PAULA G. QUINTANA; MARINA GUILLEN; MARZIA MARCIELLO; FRANCISCO VALERO; JOSÉ PALOMO; ALICIA BALDESSARI

EUROPEAN JOURNAL OF ORGANIC CHEMISTRY

WILEY-V C H VERLAG GMBH

Lugar: Weinheim; Año: 2012 p. 4306 - 4312

1434-193X

The enzymatic preparation of a monoacetyl derivative of the corticosteroid cortexolone, through a transesterification reaction, is described. The heterologous Rhizopus oryzae lipase, immobilized on three different supports proved to be an efficient catalyst in the acylation reaction using a complex substrate such as cortexolone. The immobilization of the enzyme on Lewatit1600 resin at pH 7 and 25ºC was the best choice to catalyze the acetylation reaction. The influence of various reaction parameters, such as nature of the acetylating agent, acetylating agent: substrate ratio, enzyme: substrate ratio, solvent and temperature, was evaluated.
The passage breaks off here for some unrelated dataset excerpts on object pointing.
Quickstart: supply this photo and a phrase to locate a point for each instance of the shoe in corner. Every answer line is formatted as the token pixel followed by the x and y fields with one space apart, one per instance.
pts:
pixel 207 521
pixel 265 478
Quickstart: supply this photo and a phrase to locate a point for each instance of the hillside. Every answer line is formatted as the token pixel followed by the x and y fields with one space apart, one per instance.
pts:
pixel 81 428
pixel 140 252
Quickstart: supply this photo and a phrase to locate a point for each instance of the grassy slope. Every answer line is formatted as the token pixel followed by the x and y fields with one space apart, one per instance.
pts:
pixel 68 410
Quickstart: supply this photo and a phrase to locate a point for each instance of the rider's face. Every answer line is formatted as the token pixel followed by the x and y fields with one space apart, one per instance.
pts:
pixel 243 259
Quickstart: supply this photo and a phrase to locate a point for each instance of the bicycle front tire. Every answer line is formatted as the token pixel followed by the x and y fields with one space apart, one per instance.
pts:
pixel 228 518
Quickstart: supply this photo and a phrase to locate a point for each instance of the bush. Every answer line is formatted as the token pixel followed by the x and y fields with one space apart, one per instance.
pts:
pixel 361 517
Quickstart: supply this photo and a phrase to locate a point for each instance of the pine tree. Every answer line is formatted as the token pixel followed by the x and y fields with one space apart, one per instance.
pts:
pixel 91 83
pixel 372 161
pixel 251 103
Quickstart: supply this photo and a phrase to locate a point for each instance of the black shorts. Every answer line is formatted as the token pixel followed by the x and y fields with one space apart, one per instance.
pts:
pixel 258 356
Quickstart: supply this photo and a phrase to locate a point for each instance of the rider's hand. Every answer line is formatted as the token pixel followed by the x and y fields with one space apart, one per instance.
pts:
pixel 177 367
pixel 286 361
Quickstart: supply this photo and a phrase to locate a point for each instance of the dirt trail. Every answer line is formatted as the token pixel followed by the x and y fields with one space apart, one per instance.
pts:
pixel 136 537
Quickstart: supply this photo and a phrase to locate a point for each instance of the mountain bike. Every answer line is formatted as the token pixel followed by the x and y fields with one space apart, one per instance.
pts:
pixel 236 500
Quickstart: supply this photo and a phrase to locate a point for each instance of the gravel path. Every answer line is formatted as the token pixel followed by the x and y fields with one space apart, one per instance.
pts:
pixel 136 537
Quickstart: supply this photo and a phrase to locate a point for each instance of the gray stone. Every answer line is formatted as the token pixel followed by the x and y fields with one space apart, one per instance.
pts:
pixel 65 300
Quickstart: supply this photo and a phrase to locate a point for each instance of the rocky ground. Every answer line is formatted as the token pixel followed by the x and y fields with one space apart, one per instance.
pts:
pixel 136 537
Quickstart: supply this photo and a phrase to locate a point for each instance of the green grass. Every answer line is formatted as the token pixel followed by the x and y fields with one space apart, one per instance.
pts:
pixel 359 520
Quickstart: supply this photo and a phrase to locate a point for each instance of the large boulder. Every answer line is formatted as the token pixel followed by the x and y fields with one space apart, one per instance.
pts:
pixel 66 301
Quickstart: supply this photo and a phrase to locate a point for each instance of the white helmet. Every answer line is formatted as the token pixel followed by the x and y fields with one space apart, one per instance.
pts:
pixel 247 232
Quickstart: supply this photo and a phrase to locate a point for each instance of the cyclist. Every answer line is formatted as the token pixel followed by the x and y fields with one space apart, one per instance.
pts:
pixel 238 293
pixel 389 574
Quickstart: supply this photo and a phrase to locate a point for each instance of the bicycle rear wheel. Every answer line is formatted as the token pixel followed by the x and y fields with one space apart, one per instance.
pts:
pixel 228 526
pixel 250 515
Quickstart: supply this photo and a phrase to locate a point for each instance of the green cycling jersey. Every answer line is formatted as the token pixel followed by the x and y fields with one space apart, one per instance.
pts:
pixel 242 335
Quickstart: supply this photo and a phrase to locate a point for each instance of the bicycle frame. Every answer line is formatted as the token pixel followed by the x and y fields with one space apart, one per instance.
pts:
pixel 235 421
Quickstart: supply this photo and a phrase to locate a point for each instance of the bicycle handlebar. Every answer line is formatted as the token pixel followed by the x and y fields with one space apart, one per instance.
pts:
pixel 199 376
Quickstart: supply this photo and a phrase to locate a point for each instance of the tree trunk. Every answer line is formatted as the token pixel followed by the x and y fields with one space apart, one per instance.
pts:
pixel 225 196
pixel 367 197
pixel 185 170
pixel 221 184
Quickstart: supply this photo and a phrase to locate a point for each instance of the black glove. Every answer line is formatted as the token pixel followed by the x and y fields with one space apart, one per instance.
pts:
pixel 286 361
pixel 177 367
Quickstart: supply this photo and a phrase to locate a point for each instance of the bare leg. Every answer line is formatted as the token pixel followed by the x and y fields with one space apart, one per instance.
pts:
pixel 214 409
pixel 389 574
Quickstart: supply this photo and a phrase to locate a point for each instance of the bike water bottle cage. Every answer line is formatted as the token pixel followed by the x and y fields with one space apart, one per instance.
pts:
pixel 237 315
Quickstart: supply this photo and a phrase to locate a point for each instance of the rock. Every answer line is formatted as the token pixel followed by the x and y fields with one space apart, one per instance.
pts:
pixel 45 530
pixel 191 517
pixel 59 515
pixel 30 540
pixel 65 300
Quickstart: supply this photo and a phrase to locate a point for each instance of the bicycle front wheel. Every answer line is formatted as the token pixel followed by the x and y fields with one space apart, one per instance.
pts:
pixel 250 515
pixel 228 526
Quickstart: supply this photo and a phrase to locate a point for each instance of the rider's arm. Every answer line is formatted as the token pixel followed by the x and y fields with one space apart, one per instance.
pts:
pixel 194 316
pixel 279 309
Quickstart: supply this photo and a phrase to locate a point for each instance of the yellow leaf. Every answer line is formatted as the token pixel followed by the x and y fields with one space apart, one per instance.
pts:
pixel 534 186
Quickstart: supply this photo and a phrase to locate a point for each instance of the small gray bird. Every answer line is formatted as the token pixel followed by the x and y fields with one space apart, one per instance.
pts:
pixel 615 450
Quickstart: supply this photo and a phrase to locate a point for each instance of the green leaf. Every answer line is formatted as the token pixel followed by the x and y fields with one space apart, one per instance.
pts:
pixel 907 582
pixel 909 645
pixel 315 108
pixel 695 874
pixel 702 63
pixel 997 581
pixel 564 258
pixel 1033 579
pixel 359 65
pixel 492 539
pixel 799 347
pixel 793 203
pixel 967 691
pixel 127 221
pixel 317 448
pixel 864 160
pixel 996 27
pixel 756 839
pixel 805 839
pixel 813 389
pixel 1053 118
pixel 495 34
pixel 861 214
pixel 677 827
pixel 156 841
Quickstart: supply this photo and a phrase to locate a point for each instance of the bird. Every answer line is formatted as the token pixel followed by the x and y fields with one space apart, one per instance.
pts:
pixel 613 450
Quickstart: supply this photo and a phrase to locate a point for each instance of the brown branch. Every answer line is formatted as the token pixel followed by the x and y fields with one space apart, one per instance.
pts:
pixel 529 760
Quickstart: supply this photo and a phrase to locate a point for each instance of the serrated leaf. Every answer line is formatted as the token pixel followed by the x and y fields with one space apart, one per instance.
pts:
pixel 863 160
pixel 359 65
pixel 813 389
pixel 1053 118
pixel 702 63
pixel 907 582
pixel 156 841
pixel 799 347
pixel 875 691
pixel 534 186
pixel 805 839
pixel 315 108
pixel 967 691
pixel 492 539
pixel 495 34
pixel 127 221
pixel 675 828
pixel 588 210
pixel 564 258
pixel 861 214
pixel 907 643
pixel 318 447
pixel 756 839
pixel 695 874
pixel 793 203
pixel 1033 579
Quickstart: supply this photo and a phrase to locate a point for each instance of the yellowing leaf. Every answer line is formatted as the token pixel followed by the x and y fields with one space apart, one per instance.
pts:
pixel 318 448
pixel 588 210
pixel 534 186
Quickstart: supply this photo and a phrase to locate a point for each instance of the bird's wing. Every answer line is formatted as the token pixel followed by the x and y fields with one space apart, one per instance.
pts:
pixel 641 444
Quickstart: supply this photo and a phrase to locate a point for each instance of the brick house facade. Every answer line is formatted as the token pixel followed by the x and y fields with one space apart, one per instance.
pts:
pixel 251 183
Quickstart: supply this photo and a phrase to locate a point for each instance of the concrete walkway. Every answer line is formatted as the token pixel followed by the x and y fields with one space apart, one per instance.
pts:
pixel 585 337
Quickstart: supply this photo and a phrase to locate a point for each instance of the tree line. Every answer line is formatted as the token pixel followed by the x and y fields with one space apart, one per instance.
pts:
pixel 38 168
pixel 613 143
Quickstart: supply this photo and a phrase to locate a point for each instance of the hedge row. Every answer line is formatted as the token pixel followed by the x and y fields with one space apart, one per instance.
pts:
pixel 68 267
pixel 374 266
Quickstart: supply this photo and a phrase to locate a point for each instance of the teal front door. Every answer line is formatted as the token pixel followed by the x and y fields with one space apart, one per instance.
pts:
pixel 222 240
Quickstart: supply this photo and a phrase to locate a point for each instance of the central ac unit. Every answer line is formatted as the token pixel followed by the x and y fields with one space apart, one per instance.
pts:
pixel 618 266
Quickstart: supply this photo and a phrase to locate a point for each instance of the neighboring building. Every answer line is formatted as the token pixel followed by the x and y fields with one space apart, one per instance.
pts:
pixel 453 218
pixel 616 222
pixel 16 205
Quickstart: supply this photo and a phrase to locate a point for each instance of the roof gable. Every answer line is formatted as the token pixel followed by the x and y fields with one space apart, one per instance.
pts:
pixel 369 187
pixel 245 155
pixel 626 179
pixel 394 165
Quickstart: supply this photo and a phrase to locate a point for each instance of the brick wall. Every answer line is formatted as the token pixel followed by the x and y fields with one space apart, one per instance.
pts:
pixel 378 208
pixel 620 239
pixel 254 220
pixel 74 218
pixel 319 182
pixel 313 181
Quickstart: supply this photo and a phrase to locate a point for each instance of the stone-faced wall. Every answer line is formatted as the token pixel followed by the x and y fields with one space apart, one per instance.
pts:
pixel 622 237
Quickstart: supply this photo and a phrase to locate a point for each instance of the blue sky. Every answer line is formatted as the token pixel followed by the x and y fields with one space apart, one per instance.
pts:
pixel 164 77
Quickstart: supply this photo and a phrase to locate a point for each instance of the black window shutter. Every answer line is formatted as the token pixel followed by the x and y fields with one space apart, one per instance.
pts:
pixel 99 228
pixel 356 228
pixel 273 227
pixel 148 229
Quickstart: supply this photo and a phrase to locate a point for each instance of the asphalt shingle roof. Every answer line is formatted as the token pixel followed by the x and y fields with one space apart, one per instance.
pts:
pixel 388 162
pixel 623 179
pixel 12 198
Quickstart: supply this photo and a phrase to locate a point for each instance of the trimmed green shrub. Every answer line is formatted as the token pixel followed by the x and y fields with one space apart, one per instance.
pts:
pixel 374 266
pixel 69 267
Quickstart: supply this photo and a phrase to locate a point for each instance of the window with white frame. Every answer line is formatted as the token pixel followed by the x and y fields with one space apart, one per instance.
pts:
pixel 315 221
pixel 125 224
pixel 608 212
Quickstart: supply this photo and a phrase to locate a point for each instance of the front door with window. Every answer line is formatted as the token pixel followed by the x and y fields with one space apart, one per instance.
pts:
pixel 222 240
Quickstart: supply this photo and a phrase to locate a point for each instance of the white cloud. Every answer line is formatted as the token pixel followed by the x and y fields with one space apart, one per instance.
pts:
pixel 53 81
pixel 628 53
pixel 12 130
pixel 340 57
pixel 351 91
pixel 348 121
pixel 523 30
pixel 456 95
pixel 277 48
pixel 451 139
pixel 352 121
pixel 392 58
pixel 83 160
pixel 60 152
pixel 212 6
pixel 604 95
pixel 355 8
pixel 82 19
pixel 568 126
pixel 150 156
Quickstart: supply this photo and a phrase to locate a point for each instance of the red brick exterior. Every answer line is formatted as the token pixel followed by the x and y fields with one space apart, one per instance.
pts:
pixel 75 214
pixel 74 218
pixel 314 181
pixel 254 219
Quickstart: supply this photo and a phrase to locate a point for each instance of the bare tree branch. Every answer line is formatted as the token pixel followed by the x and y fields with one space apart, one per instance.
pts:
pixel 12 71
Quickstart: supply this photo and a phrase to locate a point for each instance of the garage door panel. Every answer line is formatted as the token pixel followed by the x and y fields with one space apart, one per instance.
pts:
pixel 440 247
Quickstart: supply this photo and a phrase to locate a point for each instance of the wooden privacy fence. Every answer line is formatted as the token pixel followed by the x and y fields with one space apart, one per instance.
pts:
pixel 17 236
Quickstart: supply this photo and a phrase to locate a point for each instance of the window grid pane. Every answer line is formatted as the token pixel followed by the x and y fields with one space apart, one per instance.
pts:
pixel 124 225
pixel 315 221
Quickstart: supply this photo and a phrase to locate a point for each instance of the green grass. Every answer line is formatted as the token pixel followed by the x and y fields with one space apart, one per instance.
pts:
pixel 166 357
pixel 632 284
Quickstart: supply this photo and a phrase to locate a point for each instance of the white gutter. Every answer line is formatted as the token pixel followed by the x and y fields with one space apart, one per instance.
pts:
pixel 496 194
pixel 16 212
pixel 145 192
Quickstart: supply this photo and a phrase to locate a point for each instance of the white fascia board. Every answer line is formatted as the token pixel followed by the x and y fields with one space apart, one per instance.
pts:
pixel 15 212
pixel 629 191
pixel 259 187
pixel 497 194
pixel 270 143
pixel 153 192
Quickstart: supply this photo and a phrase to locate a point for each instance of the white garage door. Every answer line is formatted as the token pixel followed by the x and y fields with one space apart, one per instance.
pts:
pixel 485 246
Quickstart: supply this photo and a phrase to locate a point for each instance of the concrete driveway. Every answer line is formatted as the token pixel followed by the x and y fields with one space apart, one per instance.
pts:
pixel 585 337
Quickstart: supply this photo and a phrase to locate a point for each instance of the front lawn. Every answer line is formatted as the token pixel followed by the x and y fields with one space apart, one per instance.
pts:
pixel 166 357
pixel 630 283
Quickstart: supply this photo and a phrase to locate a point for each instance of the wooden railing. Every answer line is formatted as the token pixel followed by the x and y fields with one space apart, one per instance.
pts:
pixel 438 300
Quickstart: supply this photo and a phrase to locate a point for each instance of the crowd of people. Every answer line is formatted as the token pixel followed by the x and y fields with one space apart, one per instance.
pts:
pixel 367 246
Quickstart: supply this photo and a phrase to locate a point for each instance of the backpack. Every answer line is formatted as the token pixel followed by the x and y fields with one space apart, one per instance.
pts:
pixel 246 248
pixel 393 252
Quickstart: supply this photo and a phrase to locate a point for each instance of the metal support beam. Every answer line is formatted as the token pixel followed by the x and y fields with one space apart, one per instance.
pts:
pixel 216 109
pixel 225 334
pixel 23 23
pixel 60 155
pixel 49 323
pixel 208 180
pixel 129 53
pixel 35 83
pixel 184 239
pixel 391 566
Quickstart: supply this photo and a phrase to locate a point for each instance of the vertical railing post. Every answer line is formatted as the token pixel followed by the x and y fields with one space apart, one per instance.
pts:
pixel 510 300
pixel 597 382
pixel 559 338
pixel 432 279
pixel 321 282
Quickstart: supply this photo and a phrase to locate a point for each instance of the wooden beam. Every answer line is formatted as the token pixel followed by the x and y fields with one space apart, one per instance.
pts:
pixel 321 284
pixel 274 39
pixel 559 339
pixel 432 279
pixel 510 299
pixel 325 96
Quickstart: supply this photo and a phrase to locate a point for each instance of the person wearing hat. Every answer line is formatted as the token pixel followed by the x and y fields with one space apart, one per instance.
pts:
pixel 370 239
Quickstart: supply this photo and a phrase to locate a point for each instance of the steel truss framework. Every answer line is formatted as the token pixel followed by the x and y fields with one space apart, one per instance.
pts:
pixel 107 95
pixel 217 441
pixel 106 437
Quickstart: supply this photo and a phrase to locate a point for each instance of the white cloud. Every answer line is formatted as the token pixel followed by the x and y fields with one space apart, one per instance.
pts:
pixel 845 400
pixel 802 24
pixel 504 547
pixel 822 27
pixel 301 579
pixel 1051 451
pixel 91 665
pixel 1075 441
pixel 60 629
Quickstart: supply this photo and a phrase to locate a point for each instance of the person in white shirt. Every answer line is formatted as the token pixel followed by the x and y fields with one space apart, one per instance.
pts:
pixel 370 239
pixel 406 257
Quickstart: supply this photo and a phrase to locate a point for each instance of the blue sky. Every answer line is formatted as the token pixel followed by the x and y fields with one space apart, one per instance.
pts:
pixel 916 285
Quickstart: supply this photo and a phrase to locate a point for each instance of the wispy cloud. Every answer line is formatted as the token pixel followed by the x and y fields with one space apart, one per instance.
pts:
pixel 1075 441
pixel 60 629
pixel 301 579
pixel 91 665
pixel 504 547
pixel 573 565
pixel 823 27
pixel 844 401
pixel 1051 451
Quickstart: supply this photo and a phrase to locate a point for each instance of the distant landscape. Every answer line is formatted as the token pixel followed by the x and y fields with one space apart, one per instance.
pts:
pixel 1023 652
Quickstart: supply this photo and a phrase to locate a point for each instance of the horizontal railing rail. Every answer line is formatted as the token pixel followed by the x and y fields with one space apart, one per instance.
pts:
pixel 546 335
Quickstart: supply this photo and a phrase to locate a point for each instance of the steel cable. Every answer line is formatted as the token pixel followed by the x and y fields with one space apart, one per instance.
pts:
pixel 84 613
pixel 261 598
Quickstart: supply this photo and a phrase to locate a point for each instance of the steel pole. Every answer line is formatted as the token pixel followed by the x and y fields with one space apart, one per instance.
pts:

Using the response surface methodology and a central composite rotatable design, the specific yield of acetylated cortexolone was optimized by means of the study of the effect of enzyme:substrate ratio and acylating:substrate ratio. The ratios of 5 (E/S) and 31.6 (A/S) were predicted as the optimal values to reach the maximum specific yield of 1.59 mmol P/ mmol A∙g E. The mild reaction conditions and low environmental impact make the biocatalytic procedure a convenient way to prepare the reported derivative of this biologically active steroid.